Badan Investigasi dan Promosi Aceh Utara  mencatat bahwa Aceh Utara memiliki SDA yang sangat
komplit, diantaranya adalah sumber daya pertanian, perikanan dan kehutanan. Dengan potensi yang
dimiliki, Aceh Utara memang pantas disebut sebagai daerah kaya. Tak heran, kalau Aceh Utara pernah
dijuluki sebagai kabupaten terkaya kedua di Indonesia setelah Kutai Kertanegara.

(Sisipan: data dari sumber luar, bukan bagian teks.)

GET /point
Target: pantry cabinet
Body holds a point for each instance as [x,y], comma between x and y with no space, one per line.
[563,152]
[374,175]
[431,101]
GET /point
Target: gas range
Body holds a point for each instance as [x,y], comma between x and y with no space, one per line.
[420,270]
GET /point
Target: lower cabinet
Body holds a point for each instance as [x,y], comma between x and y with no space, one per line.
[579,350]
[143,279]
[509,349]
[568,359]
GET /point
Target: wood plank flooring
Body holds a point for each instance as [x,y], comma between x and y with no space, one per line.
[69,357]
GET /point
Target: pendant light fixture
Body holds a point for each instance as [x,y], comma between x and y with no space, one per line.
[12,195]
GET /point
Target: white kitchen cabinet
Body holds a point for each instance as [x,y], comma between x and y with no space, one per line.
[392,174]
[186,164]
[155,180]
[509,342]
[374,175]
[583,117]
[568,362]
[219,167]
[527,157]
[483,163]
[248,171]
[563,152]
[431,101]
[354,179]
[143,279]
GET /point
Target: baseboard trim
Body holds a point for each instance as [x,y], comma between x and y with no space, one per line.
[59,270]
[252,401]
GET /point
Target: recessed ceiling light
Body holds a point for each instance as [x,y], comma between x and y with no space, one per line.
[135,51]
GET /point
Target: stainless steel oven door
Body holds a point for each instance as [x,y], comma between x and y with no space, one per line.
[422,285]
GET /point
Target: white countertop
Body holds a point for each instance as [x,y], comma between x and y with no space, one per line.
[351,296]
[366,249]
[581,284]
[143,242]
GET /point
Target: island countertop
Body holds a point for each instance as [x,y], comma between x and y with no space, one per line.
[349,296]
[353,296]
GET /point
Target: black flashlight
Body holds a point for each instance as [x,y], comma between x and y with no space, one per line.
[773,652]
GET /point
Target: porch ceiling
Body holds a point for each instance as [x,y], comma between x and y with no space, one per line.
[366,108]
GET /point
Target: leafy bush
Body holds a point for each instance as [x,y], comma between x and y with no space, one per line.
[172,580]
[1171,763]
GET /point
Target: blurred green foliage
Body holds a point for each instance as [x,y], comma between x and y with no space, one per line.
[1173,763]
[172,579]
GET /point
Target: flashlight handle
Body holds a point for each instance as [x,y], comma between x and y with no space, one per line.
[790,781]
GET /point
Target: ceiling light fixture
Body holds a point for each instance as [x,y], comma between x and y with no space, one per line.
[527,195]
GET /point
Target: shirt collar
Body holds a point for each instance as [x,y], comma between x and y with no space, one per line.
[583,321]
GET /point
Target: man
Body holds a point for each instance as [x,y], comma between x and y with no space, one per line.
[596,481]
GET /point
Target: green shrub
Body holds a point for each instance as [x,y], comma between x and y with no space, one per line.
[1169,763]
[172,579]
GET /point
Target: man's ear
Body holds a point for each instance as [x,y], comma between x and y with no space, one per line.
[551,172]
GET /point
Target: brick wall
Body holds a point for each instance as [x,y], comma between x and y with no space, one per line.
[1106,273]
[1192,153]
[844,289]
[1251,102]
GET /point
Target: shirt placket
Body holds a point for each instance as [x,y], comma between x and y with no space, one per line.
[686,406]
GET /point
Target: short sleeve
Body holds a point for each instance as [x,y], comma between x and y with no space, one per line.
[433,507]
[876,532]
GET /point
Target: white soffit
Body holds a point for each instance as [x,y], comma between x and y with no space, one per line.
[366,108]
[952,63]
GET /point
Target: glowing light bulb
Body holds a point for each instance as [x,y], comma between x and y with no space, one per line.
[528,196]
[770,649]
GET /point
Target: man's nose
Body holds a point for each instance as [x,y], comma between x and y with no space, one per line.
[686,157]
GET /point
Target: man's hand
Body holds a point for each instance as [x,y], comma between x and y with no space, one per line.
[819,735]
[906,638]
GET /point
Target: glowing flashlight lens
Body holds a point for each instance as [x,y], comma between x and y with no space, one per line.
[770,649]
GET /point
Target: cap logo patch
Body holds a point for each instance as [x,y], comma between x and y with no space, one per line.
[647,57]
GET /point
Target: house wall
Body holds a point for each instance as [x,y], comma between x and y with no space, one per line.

Namun sayang dan memiriskan, Aceh Utara yang begitu kaya dengan hasil alamnya namun penduduknya
banyak yang terhimpit kemiskinan. “Angka kemiskinan masyarakat Aceh Utara mencapai lebih 20 persen
dari jumlah penduduk , sekitar 700 ribu jiwa lebih,”ungkap Sofyan Hanafiah, Anggota DPRK Aceh Utara
saat diminta tanggapannya, Rabu (27/7)
Hingga dia meminta Pemkab Aceh Utara sekarang ini untuk  serius memikirkan  lapangan kerja dan
memberdayakan ekonomi masyarakat bagi mengatasi angka kemiskinan dan pengangguran  yang terus
bertambah  setiap tahunnnya. Sofyan Hanafiah menyebutkan, tepat bila Aceh Utara  diistilahkan sebagai,
“ayam hidup di lumbung padi mati kelaparan, itik berenang di air mati kehausan”.
Dengan tingginya angka kemiskinan dan pengangguran di daerah kaya bernama Aceh Utara
memperlihatkan kalau daerah ini menyandang banyak permasalahan.Diantaranya, kriminalitas dan
permasalahan tersebut harus segera dipecahkan. Upaya pemerintah selaku pemangku amanah  merupakan
penentu keberhasilan. Salah satunya yang perlu segera dilakukan adalah membangun dan
memberdayakan kantong kantong kemiskinan baik dikota maupun pedesaan.
Hal ini menjadi sangat penting dilakukan mengingat industri industri yang pernah dibangun di Aceh
Utara semua sudah hengkang. Kecuali PT Pupuk Iskandar Muda (PIM). Bahkan PIM juga dilaporkan
masih sulit untuk berkembang akibat berbagai hambatan. “Sebuah pengalaman yang sangat menyakitkan,
ladang gas ada di Aceh Utara, pengelolaannya diatur melalui UU Migas, tidak ada urusan dengan
kemiskinan dan pengangguran di sekitar ladang gas,” pungkas Sofyan Hanafiah.